Ray Bryant, 1931-2011

June 4, 2011 by Doug Ramsey

Ray Bryant died on Thursday in a New York hospital following a long illness. He was 79. A pillar of modern mainstream piano, Bryant was often categorized as a blues pianist. He was certainly that, a great one, but his stylistic breadth, powerful swing and harmonic flexibility put him in demand not only by blues singers and players but also by the most sophisticated modern jazz artists from the 1950s on. A list of a few of his colleagues and employers gives an idea of Bryant’s range: Charlie Parker, Miles Davis, Jack Teagarden, Carmen McRae, Zoot Sims, Betty Carter, Sonny Rollins, Dizzy Gillespie and Jimmy Rushing. Bryant was from a Philadelphia family that included his bassist brother Tommy, who died in 1982, and three nephews prominent in jazz—Robin, Kevin and Duane Eubanks.

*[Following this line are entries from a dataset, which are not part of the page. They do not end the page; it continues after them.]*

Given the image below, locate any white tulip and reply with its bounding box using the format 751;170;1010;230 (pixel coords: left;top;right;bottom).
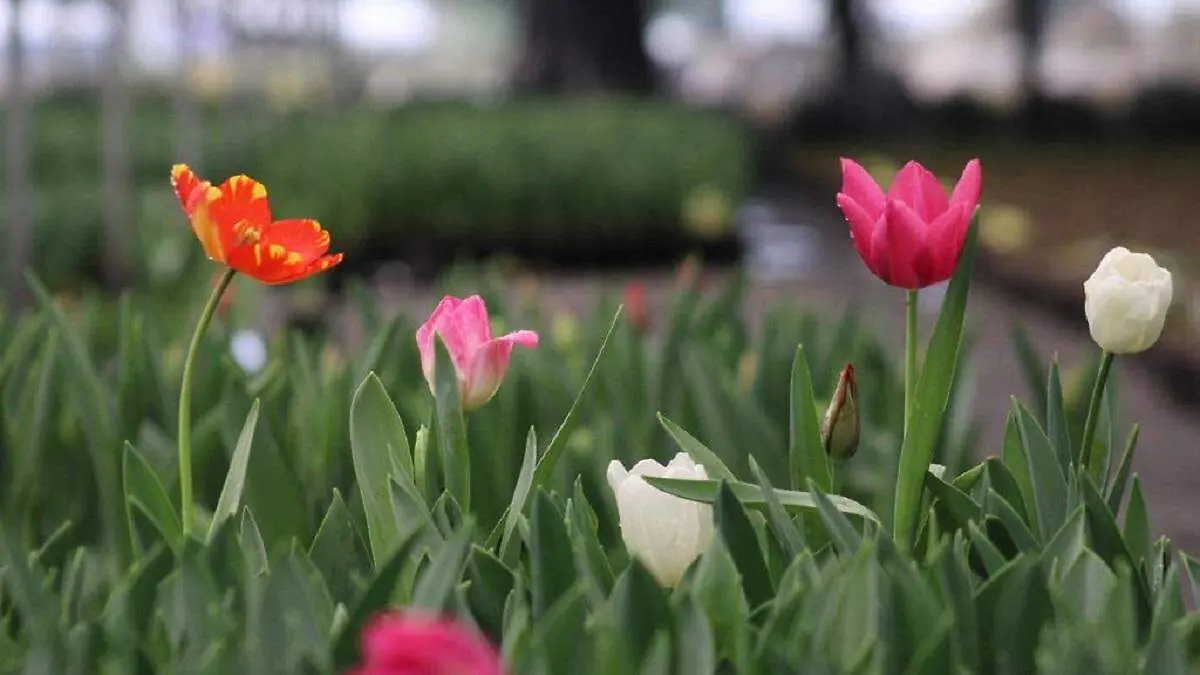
1084;246;1171;354
608;453;713;587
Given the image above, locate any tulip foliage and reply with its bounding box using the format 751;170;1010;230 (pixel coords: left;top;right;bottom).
0;165;1200;675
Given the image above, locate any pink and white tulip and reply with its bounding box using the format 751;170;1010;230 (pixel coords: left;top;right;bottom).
346;613;505;675
416;295;538;411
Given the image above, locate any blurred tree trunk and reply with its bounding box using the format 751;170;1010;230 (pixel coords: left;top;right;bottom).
829;0;866;82
515;0;655;94
5;0;34;306
100;0;132;288
173;0;203;165
1013;0;1050;101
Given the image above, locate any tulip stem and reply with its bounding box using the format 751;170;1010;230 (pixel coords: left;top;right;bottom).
904;291;919;436
1079;350;1112;468
179;268;236;539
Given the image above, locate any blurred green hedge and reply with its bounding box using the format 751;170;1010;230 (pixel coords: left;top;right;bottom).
0;94;750;286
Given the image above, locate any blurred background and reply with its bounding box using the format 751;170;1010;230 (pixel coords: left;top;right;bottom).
7;0;1200;532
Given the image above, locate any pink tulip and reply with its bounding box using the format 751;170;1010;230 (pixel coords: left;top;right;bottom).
416;295;538;411
838;159;983;289
346;613;505;675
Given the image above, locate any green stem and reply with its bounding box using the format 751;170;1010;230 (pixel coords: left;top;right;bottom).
904;291;919;435
179;268;236;538
1078;352;1112;468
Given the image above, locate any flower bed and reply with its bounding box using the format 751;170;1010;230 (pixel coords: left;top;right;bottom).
0;92;752;287
0;158;1200;675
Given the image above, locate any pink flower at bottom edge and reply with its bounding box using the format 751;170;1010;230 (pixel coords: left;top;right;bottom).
346;613;508;675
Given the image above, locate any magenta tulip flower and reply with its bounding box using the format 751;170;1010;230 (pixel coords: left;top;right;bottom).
838;159;983;291
416;295;538;411
346;613;505;675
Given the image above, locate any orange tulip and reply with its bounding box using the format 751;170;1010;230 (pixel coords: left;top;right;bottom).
170;165;342;285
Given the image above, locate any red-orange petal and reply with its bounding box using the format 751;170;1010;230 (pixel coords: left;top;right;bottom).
210;175;271;235
229;220;342;285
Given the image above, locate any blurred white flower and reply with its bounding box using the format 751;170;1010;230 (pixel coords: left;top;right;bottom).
608;453;713;587
1084;246;1171;354
229;329;266;372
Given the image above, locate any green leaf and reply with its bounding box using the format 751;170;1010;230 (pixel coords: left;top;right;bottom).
205;399;258;542
1045;358;1074;476
121;441;184;552
334;527;421;671
467;545;516;641
1013;399;1067;542
433;335;470;512
984;456;1031;524
925;466;983;527
529;488;575;623
1042;504;1087;575
566;477;616;604
413;425;431;497
1180;551;1200;603
1108;424;1141;513
937;533;979;673
486;426;538;562
238;507;270;574
1078;471;1151;620
1012;323;1048;411
714;482;775;608
659;412;737;480
977;556;1054;675
515;586;590;673
750;456;804;558
412;514;474;611
642;476;880;524
611;557;671;663
1001;408;1038;522
25;273;125;566
985;489;1040;551
809;473;863;555
308;488;362;601
487;303;622;545
893;221;979;548
967;522;1008;575
674;596;716;675
787;345;833;492
532;309;622;487
350;372;412;567
1122;473;1151;568
691;537;748;663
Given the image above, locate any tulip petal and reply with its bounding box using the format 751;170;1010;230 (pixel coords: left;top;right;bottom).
884;199;934;289
950;159;983;212
838;192;881;267
439;295;492;366
841;157;887;213
362;614;504;675
229;220;342;285
416;295;462;388
170;165;210;216
928;204;971;283
454;329;538;411
209;175;271;230
888;161;949;222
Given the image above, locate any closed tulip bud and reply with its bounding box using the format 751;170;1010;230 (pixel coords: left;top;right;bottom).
1084;246;1171;354
821;363;859;460
608;453;713;587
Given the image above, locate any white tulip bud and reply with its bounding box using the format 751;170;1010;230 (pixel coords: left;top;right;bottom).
608;453;713;587
1084;246;1171;354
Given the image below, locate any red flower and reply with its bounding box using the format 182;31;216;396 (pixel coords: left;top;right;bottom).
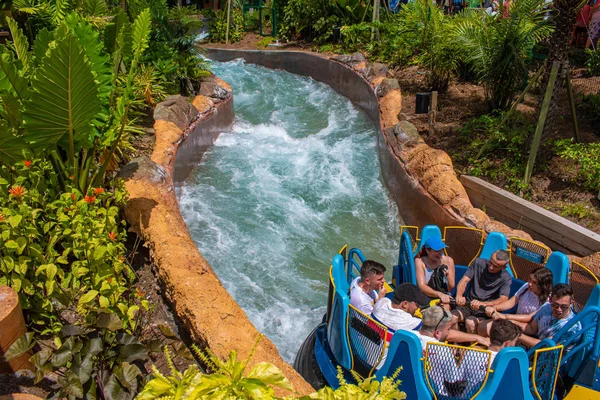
8;186;25;200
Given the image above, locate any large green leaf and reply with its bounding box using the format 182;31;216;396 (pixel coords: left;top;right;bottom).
0;120;26;165
1;332;36;362
6;17;31;70
24;32;102;151
64;13;112;102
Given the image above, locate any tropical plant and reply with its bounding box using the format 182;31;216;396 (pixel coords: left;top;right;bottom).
5;313;148;400
210;8;246;43
398;0;459;91
0;10;151;193
279;0;341;44
452;0;552;110
333;0;372;25
556;139;600;194
585;49;600;76
136;335;406;400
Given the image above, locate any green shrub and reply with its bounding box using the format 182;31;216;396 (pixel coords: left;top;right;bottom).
279;0;341;44
460;112;535;193
556;139;600;193
210;8;246;43
451;0;552;110
136;335;406;400
585;49;600;76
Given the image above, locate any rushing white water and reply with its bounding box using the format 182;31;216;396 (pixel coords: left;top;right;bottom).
179;61;399;362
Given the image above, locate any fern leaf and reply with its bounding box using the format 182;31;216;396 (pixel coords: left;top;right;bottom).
6;17;31;70
52;0;69;25
83;0;108;17
0;46;27;101
24;32;101;151
33;28;54;67
132;8;152;64
12;0;38;15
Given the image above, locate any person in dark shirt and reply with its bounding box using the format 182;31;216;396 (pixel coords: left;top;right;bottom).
452;250;512;333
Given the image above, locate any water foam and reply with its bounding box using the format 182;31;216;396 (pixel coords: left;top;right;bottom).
180;60;399;362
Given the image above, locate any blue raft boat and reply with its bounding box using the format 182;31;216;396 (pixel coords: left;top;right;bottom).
294;225;600;400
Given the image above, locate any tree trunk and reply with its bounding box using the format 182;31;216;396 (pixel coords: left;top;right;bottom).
527;0;585;164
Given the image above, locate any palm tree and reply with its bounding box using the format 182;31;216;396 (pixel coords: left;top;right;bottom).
528;0;585;162
453;0;551;110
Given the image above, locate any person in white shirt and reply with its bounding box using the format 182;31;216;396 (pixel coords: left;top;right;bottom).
350;260;386;315
488;319;523;365
373;282;431;331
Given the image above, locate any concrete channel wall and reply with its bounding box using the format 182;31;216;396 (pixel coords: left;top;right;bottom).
120;49;600;396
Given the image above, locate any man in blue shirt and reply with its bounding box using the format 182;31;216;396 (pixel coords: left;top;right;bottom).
519;283;581;351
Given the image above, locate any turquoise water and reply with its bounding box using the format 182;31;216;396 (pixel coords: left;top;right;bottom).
178;61;399;362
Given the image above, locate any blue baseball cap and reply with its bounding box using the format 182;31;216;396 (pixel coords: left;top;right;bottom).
424;236;448;251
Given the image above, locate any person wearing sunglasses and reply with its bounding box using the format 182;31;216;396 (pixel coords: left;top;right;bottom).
452;250;512;333
415;236;455;304
519;283;581;351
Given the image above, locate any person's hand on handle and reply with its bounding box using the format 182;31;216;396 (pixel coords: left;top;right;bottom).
377;283;387;300
477;335;490;347
471;300;484;311
438;292;452;304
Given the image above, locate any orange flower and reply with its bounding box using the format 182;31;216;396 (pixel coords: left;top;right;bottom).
8;186;25;200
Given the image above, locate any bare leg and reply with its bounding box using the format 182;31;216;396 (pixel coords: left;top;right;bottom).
477;319;494;337
465;316;479;333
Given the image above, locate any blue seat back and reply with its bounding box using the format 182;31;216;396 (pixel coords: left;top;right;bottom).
552;284;600;378
375;330;432;400
327;254;352;369
415;225;442;255
477;347;534;400
479;232;507;260
346;248;367;284
392;232;417;285
545;251;570;285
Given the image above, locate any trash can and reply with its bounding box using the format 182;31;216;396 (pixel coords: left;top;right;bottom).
415;92;431;114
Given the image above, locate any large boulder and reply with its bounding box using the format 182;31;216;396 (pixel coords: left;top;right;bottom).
154;95;199;130
198;81;229;100
118;156;169;183
375;78;400;97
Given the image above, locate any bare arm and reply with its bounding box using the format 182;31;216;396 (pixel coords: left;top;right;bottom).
415;258;443;297
446;329;490;347
496;296;519;311
456;276;471;306
481;296;508;307
443;256;456;293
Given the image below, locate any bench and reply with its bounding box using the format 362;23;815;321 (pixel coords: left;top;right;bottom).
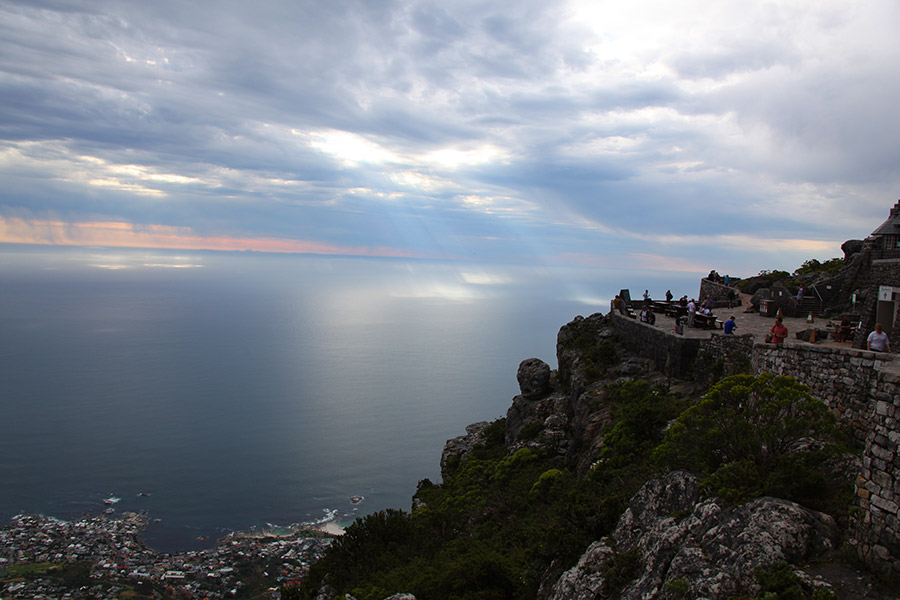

Among his compositions adapted by others, “Cubano Chant” and “Blues Changes” were influential. He had hit records in “Little Susie,” “Madison Time” and “Slow Freight.” Bryant’s first solo album, Alone With the Blues (1958) is a basic repertoire item, essential to any reasonably comprehensive jazz collection. The CD and vinyl versions are, inexplicably, out of print and going at auction for as much as $185. The album can be had for significantly less as an MP3 download. It includes his memorable treatment of Hoagy Carmichael’s “Rockin’ Chair.”

For more about Ray Bryant, see Nat Chinen’s obituary in The New York Times.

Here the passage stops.